As posted to SPAM-L… reposting in my journal mostly for my records…
———- Forwarded message ———-
Date: Mon, 3 Jan 2005 13:06:28 -0800 (PST)
From: Greg Connor
Subject: MISC: early prototype “too many user unknown DNSBL”
This is a project that I’m working on, sort of for work but mostly in my own spare time. It doesn’t actually do anything useful yet, but I wanted to get some feedback on it from you fine folks…
The idea is that I want to keep track of the last 10 transactions from each IP, and if 9 of the last 10 transactions were user unknown, then that IP should go on a local DNSBL for something like 2 hours.
Currently there are two pieces of the puzzle somewhat working.

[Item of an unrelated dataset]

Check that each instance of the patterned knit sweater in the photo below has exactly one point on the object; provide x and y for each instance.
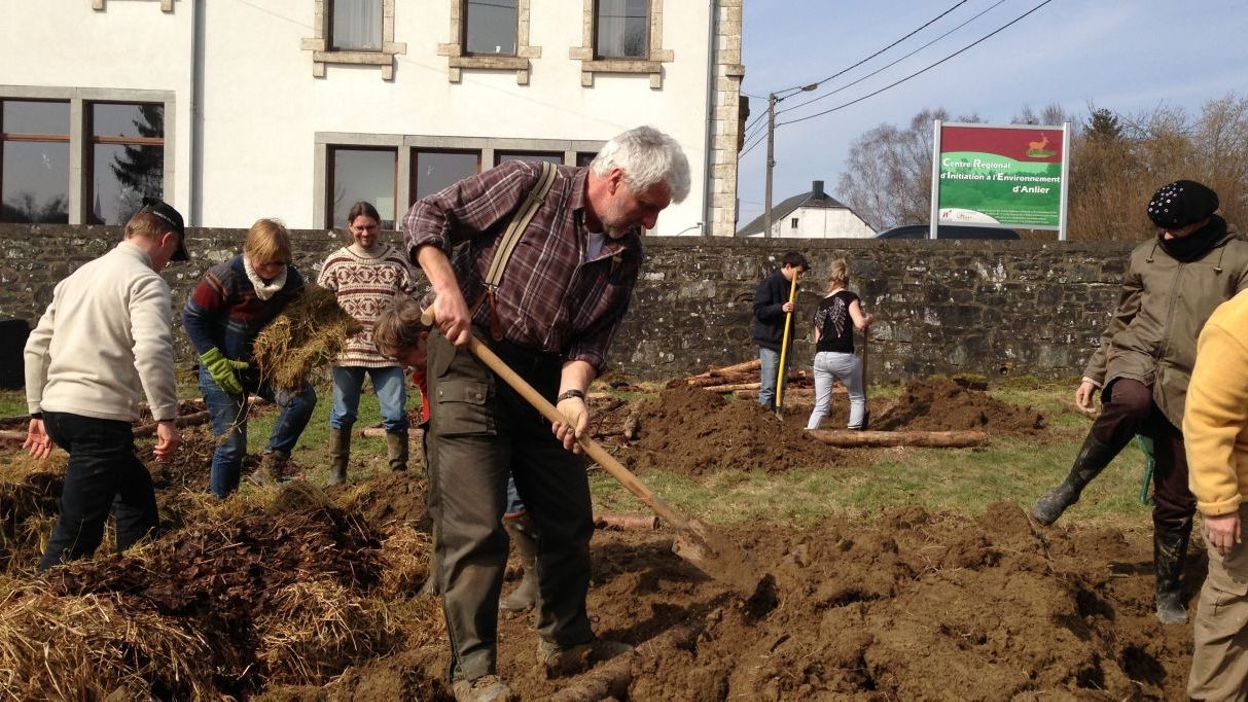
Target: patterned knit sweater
(366, 285)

The “myscanner” script tails a logfile where my mailservers send their syslog output. It takes multiple lines with the same transaction ID and puts the pieces back together, so that the output contains one line per transaction, telling the IP and the result.
Currently “myscanner” only understands Barracuda output, but a similar framework could be used to make sendmail logs into transactional output. It is currently highly dependent on our specific output though.
Transaction ids are kept in a hash, which is pruned of old entries to keep it to a certain memory size. Statistics output at the end (or more frequently if you like) show how many log lines were from an “unknown” transaction and therefore could not be tracked to a specific IP.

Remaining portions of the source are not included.